A homeowner may want to raise cash for any of numerous purposes -- funds to send children to college, fix up a house or build an addition.
Borrowing cash against the equity in your home to invest for income can be a risky and uncertain business. Risky, because you may lose the capital invested and still owe the money; uncertain, because few opportunities exist for investing cash with sufficient return to pay back the loan and leave a profit worth the risk.
An investor who understands the risks and rewards can often earn a higher yield on funds lent through junior deeds of trust than on T-bills, money-market certificates, or money-market mutual funds. An investment in junior deeds of trust is akin to these fixed-return investments, because deeds of trust offer no opportunities for appreciation. They represent a fixed-return loan -- with some variations.
Junior deeds of trust, whether second or third, mean that the first mortgage holder retains first claim to any cash realized when a house is sold. After the first lien holder is paid, second and third lien holders are paid in turn.

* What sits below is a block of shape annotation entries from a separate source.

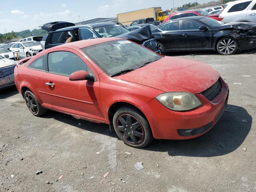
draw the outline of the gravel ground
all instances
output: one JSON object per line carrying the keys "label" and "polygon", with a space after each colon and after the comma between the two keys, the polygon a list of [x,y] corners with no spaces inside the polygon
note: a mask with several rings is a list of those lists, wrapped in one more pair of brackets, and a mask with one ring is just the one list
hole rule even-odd
{"label": "gravel ground", "polygon": [[[1,91],[0,191],[256,191],[256,50],[170,55],[218,70],[234,112],[198,138],[137,149],[106,125],[53,111],[34,117],[15,88]],[[137,171],[140,162],[144,168]]]}

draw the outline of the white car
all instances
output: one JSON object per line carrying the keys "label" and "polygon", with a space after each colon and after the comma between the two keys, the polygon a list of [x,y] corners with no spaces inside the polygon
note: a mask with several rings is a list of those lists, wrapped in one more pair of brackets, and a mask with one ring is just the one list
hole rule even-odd
{"label": "white car", "polygon": [[0,90],[14,85],[14,70],[16,63],[0,55]]}
{"label": "white car", "polygon": [[210,12],[216,11],[217,10],[223,10],[224,9],[224,6],[218,6],[217,7],[211,7],[207,9],[203,9],[203,10],[209,13],[210,14]]}
{"label": "white car", "polygon": [[43,50],[40,43],[35,41],[16,43],[10,49],[14,53],[18,51],[23,56],[27,57],[36,55]]}
{"label": "white car", "polygon": [[[8,50],[7,49],[0,46],[0,55],[4,57],[7,58],[9,59],[11,59],[12,60],[17,60],[17,56],[16,54],[14,54],[12,51]],[[22,58],[23,57],[20,54],[18,54],[19,58]],[[14,58],[14,55],[15,56],[15,58]]]}
{"label": "white car", "polygon": [[219,18],[223,23],[256,23],[256,0],[240,0],[227,3]]}
{"label": "white car", "polygon": [[20,42],[30,41],[42,41],[42,36],[31,36],[30,37],[27,37],[26,38],[20,39],[19,41]]}

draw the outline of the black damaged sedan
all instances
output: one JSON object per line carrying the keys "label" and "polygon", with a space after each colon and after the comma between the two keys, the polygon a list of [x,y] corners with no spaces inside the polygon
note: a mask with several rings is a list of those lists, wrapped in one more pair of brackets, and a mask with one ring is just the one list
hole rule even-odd
{"label": "black damaged sedan", "polygon": [[204,16],[175,19],[152,30],[163,52],[214,50],[231,55],[238,50],[256,48],[256,24],[224,24]]}

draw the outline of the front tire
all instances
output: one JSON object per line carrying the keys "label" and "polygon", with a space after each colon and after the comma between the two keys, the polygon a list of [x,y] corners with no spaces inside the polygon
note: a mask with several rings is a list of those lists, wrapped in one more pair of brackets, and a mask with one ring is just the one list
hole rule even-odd
{"label": "front tire", "polygon": [[25,92],[24,98],[28,109],[35,116],[39,117],[47,112],[47,109],[42,106],[35,95],[30,90]]}
{"label": "front tire", "polygon": [[217,44],[217,50],[222,55],[230,55],[234,54],[238,48],[237,41],[230,37],[223,37]]}
{"label": "front tire", "polygon": [[116,134],[127,145],[142,148],[153,140],[148,122],[138,110],[123,106],[116,112],[113,124]]}

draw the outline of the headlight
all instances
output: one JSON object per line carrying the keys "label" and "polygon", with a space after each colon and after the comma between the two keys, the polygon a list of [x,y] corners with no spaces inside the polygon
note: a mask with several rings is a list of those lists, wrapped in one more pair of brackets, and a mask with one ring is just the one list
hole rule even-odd
{"label": "headlight", "polygon": [[188,111],[202,105],[195,95],[185,92],[165,93],[156,98],[167,108],[176,111]]}

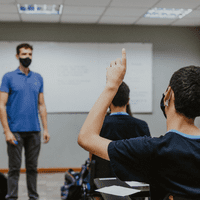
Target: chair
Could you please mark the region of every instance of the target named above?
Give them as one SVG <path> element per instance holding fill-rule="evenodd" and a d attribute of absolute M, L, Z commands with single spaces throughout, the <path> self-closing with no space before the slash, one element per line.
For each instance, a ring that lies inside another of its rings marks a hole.
<path fill-rule="evenodd" d="M 174 194 L 167 194 L 163 200 L 199 200 L 198 199 L 191 199 L 187 197 L 180 197 Z"/>

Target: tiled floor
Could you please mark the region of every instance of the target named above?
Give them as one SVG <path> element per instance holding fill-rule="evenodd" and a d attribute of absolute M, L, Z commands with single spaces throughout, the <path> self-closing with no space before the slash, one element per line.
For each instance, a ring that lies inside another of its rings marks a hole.
<path fill-rule="evenodd" d="M 40 200 L 61 200 L 60 187 L 63 185 L 64 173 L 38 174 L 37 188 Z M 18 200 L 28 200 L 26 174 L 20 174 Z"/>
<path fill-rule="evenodd" d="M 38 174 L 37 188 L 40 200 L 61 200 L 62 185 L 64 185 L 64 173 Z M 18 199 L 28 200 L 25 174 L 20 175 Z"/>

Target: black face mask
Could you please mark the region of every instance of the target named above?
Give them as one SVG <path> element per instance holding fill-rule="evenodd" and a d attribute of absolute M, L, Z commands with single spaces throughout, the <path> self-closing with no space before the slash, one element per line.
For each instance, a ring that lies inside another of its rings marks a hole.
<path fill-rule="evenodd" d="M 163 93 L 162 99 L 161 99 L 161 101 L 160 101 L 160 108 L 161 108 L 161 110 L 163 111 L 163 114 L 164 114 L 165 118 L 167 118 L 166 113 L 165 113 L 164 98 L 165 98 L 165 95 L 164 95 L 164 93 Z"/>
<path fill-rule="evenodd" d="M 31 59 L 29 57 L 27 58 L 19 58 L 20 63 L 27 68 L 31 64 Z"/>

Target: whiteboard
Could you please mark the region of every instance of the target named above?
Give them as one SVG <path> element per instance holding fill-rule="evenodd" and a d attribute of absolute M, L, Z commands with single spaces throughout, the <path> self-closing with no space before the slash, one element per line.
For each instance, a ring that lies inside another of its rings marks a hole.
<path fill-rule="evenodd" d="M 19 66 L 16 42 L 0 42 L 0 78 Z M 106 84 L 106 68 L 127 52 L 124 81 L 130 87 L 134 113 L 152 112 L 152 44 L 148 43 L 58 43 L 33 45 L 30 70 L 44 79 L 47 112 L 89 112 Z"/>

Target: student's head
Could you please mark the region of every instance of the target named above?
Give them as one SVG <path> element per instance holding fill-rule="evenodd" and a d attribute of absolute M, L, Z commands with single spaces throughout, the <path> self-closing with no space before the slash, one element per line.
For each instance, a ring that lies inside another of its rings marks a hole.
<path fill-rule="evenodd" d="M 22 44 L 19 44 L 16 48 L 16 51 L 17 51 L 17 55 L 20 55 L 20 50 L 23 49 L 30 49 L 31 51 L 33 50 L 33 47 L 28 44 L 28 43 L 22 43 Z"/>
<path fill-rule="evenodd" d="M 122 82 L 122 84 L 119 86 L 117 94 L 112 100 L 112 104 L 115 107 L 123 107 L 127 105 L 129 102 L 129 94 L 130 94 L 130 89 L 128 85 L 126 85 L 125 82 Z"/>
<path fill-rule="evenodd" d="M 179 69 L 172 75 L 169 86 L 174 92 L 177 113 L 192 119 L 200 116 L 200 67 Z"/>
<path fill-rule="evenodd" d="M 16 51 L 16 58 L 23 67 L 27 68 L 31 64 L 33 47 L 23 43 L 17 46 Z"/>

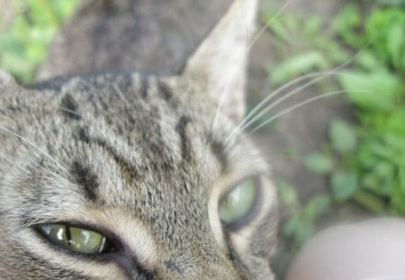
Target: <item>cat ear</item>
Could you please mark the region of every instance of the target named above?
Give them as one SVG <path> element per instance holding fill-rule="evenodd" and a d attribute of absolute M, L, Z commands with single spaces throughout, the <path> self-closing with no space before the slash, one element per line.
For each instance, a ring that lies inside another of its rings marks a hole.
<path fill-rule="evenodd" d="M 238 122 L 245 114 L 247 56 L 257 0 L 235 0 L 187 61 L 184 76 L 201 81 L 219 109 Z"/>

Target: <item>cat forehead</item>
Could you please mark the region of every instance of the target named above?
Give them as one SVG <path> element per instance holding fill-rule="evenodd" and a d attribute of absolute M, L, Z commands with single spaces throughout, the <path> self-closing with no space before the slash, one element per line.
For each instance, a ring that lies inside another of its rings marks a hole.
<path fill-rule="evenodd" d="M 232 126 L 220 118 L 224 123 L 215 129 L 216 104 L 202 98 L 199 89 L 138 74 L 54 83 L 40 85 L 41 91 L 29 92 L 30 98 L 13 99 L 11 123 L 27 127 L 16 132 L 45 151 L 40 158 L 48 155 L 60 162 L 87 199 L 137 196 L 129 185 L 159 191 L 199 185 L 194 194 L 208 195 L 208 186 L 224 170 L 243 176 L 262 165 L 251 165 L 260 157 L 248 141 L 226 147 Z"/>

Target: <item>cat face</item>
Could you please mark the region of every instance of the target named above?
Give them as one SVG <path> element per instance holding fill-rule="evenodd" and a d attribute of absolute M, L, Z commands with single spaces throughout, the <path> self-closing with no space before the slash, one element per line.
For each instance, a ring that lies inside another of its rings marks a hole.
<path fill-rule="evenodd" d="M 216 105 L 198 88 L 137 74 L 52 89 L 11 84 L 2 87 L 0 134 L 6 278 L 27 269 L 41 279 L 270 275 L 267 166 L 245 136 L 227 141 L 232 122 L 212 125 Z M 236 198 L 227 208 L 235 190 L 254 203 Z M 83 253 L 44 232 L 60 225 L 94 231 L 108 248 Z"/>
<path fill-rule="evenodd" d="M 272 278 L 274 188 L 260 152 L 233 133 L 246 40 L 235 31 L 245 34 L 256 3 L 235 5 L 178 77 L 23 88 L 2 74 L 3 278 Z M 230 21 L 241 5 L 243 29 Z M 237 69 L 226 79 L 221 61 Z"/>

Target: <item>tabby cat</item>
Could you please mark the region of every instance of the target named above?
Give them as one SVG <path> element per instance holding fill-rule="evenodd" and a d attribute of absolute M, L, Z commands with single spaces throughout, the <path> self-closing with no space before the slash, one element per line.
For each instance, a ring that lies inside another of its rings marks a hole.
<path fill-rule="evenodd" d="M 274 187 L 234 133 L 256 10 L 236 0 L 178 76 L 1 73 L 1 279 L 274 278 Z"/>

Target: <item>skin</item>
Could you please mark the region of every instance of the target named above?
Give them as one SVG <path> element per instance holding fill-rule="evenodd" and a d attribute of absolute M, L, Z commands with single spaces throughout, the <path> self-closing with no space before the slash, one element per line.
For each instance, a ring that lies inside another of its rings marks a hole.
<path fill-rule="evenodd" d="M 378 218 L 320 232 L 286 280 L 405 279 L 405 219 Z"/>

A deed of trust is similar to a mortgage, but usually affords quicker access to the collateral if the homeowner fails to keep up payments. Rules vary in different states. Before investing in any sort of junior trust deeds, make sure you check with your attorney and that you fully understand your rights.

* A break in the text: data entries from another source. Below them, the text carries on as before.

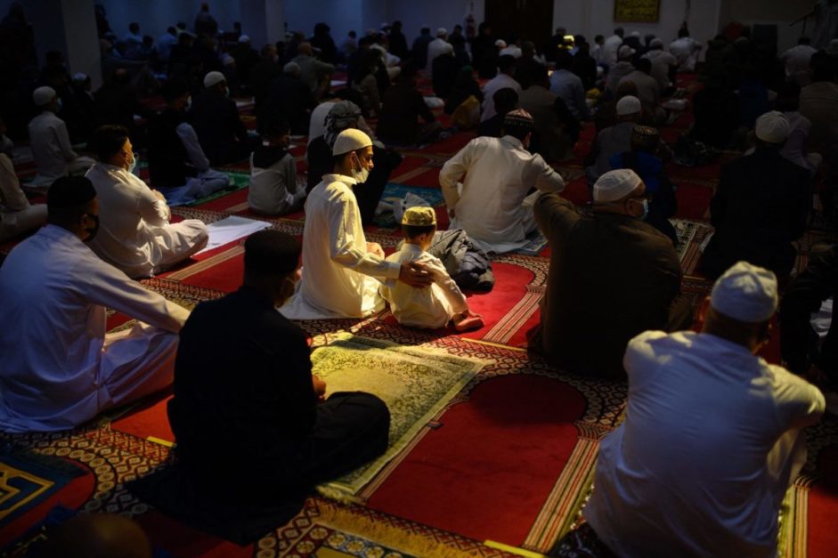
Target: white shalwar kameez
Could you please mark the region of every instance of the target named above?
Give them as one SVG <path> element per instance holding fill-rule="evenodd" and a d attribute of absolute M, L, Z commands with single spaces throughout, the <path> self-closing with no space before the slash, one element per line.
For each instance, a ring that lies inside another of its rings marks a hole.
<path fill-rule="evenodd" d="M 454 209 L 450 228 L 462 229 L 481 248 L 496 254 L 520 248 L 535 230 L 533 204 L 538 192 L 527 197 L 531 188 L 565 189 L 561 174 L 511 135 L 472 140 L 443 166 L 439 183 L 445 205 Z"/>
<path fill-rule="evenodd" d="M 583 511 L 617 555 L 777 555 L 777 513 L 823 394 L 711 334 L 647 331 L 625 353 L 626 420 Z"/>
<path fill-rule="evenodd" d="M 325 174 L 305 200 L 303 279 L 280 311 L 291 319 L 363 318 L 384 308 L 382 283 L 394 285 L 400 265 L 367 252 L 357 182 Z"/>
<path fill-rule="evenodd" d="M 128 171 L 98 164 L 86 174 L 99 198 L 91 247 L 129 277 L 150 277 L 200 251 L 209 239 L 198 219 L 170 223 L 164 199 Z"/>
<path fill-rule="evenodd" d="M 0 267 L 0 430 L 72 428 L 172 382 L 189 311 L 46 225 Z M 105 307 L 141 322 L 105 334 Z M 145 323 L 142 323 L 145 322 Z"/>

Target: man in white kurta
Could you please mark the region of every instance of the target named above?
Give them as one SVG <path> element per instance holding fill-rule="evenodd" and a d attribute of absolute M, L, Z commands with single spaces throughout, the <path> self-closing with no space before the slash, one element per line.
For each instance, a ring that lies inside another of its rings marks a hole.
<path fill-rule="evenodd" d="M 113 148 L 118 151 L 105 158 L 113 149 L 102 151 L 106 146 L 102 144 L 109 142 L 119 143 Z M 102 207 L 101 229 L 91 242 L 94 252 L 128 277 L 141 278 L 160 273 L 207 246 L 209 237 L 203 222 L 169 222 L 171 212 L 163 195 L 129 172 L 134 158 L 127 130 L 102 126 L 94 142 L 107 161 L 86 174 Z"/>
<path fill-rule="evenodd" d="M 363 318 L 384 308 L 378 295 L 382 284 L 415 279 L 418 286 L 427 286 L 431 281 L 421 264 L 387 262 L 381 247 L 368 243 L 364 236 L 352 188 L 364 182 L 372 168 L 370 136 L 344 130 L 332 155 L 344 156 L 336 173 L 325 174 L 305 200 L 303 278 L 280 309 L 290 319 Z"/>
<path fill-rule="evenodd" d="M 702 333 L 629 343 L 625 422 L 600 444 L 585 519 L 620 556 L 776 556 L 777 516 L 823 394 L 755 356 L 777 279 L 739 262 Z M 705 307 L 706 308 L 706 307 Z"/>
<path fill-rule="evenodd" d="M 439 174 L 451 227 L 464 230 L 481 248 L 496 254 L 523 247 L 526 235 L 535 230 L 533 204 L 538 192 L 527 198 L 530 189 L 565 189 L 561 174 L 541 155 L 526 150 L 533 117 L 517 109 L 503 123 L 503 137 L 472 140 Z"/>
<path fill-rule="evenodd" d="M 56 206 L 74 210 L 69 200 L 81 210 L 59 219 Z M 89 181 L 56 181 L 48 205 L 51 223 L 0 267 L 0 430 L 8 433 L 72 428 L 166 387 L 189 316 L 85 245 L 98 213 Z M 106 335 L 106 307 L 142 321 Z"/>
<path fill-rule="evenodd" d="M 29 144 L 37 167 L 34 186 L 49 186 L 56 178 L 84 173 L 94 159 L 79 157 L 69 142 L 67 125 L 55 116 L 59 99 L 52 87 L 38 87 L 32 101 L 41 113 L 29 121 Z"/>

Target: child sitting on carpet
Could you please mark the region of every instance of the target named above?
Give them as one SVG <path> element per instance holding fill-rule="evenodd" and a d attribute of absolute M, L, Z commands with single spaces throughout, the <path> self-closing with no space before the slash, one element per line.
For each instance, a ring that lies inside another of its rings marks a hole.
<path fill-rule="evenodd" d="M 457 331 L 483 327 L 479 314 L 468 310 L 466 297 L 443 263 L 426 250 L 436 232 L 436 214 L 432 207 L 409 207 L 402 216 L 404 245 L 387 257 L 388 262 L 420 262 L 434 277 L 427 288 L 415 288 L 403 283 L 381 287 L 381 296 L 390 303 L 390 311 L 403 326 L 444 328 L 453 322 Z"/>

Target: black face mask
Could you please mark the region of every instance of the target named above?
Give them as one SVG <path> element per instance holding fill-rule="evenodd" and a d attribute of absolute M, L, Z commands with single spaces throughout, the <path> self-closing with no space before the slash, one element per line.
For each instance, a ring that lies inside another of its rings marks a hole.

Junior trust deeds may return 12 to as much as 25 percent yield. Some states , such as Washington, impose a ceiling on interest rates. However, penalties for early repayment can bump up the actual yield to 15 or 16 percent, even in states with interest ceilings. Loans tend to run from 3 to 5 years -- sometines as high as 10 years. Repayments, usually monthly, represent interest only. The principal is paid in full at the end.
Brokers may bring borrowers and lenders together in an organized approach to trust deed lending. Persons with money to lend may contact brokers who advertise, usually in the financial pages of local newspapers. Borrowers with a substantial equity may approach brokers because junior loans may not be available from banks or savings and loans. The broker arranges loans between willing lenders and willing borrowers but takes no part of the security. Brokers may also collect payments and forward them to lenders for a fee. The borrower also pays an up-front fee to the broker for arranging the loan:
Individual loans may also be arranged through classified ads without a broker as intermediary. Reliable brokers will usually check out a borrower's credit and the facts of the first mortgage or deed of trust to ensure that the equity is really there. If you are a lender and deal directly with a borrower, you must check his credit worthiness and the actual equity available as collateral.
A junior deed of trust is filed as a lien against the title, and any previous liens should also be checked. An attorney well versed in real estate law is a must in these transactions.
Junior-deed-of-trust loans may yield substantial returns, but they can be risky and are illiquid. You must consider your funds to be tied up for the term of the loan, as reselling junior trust deed loans can be costly.